Alfred finally stepped forward, and Matthew moved out of the way, letting his twin into his hotel room. Alfred walked six paces into the room, spinning around, not meeting Matthew’s eyes. He looked like he was trying to figure out what to say.
His breathing was even but fast, his fingers steepled together in front of him. Matthew stepped forwards softly. He felt almost afraid, like Alfred would run off at any second.
But Alfred didn’t run. He simply looked off to the left, blinking almost awkwardly, nervously.
Suddenly, all Matthew could see was Alfred two years ago at the Jährlicher nationaler Weltkongress in Germany. Arthur had been saying something to him during lunch, Matthew now feared it had been something about his weight. It was the first time in a while Matthew had noticed that Alfred looked… sad. Not upset, not angry, not his puffing out cheeks sad he got during meetings when people wouldn’t listen to his presentations. Truly, despondently sad.

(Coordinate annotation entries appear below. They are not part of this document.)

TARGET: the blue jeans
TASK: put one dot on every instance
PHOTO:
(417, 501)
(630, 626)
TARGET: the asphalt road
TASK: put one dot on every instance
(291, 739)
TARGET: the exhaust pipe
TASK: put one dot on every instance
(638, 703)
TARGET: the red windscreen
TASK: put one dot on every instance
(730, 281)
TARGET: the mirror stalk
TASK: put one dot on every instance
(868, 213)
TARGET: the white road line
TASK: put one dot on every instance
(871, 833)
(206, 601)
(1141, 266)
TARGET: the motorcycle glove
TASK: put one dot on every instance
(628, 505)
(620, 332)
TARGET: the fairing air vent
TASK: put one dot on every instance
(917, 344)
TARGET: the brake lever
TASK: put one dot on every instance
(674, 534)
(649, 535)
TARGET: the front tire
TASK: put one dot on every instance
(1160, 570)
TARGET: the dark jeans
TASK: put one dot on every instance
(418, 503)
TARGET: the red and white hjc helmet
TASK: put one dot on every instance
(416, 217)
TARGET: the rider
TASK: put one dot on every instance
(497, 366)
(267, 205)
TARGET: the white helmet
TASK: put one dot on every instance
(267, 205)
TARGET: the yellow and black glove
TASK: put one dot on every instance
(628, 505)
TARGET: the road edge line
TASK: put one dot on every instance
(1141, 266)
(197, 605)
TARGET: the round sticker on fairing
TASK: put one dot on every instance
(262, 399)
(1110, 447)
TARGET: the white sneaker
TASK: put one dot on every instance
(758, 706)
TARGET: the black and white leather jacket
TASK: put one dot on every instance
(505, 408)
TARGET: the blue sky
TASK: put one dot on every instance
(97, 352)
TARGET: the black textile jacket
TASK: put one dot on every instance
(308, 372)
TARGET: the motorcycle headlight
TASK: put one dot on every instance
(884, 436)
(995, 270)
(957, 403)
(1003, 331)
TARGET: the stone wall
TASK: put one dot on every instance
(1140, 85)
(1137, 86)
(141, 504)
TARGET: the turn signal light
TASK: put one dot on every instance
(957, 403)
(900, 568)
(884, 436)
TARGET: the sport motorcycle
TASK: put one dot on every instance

He had looked just like this, eyes drifting off to the left, rubbing his fingers against themselves anxiously, visibly biting the inside of his cheek. Matthew cursed himself for not realising that his brother had been thin, maybe too thin, back then. He could have stopped all of this before Alfred felt the need to escape himself.
There were tears in Matthew's eyes, and he could not stop himself now from flinging his arms around Alfreds shoulders. The American stiffened beneath his arms, and Matthew could hear a sharp intake of breath. But Matthew didn’t care, because his brother had tears in his eyes too, and soon the two were kneeling on the floor together, pressed into each other, crying their eyes out.
No words were exchanged between the two as they cried, Alfred's low sobs eventually tapering off into sniffs and tired sighs. Matthew took longer to stop crying. His brother had been undeniably suffering under his nose and he had been mourning for eight months.
He never wanted to let Alfred go ever again.
So the two sat on the floor, hiccups and sobs be damned, until the sun rose.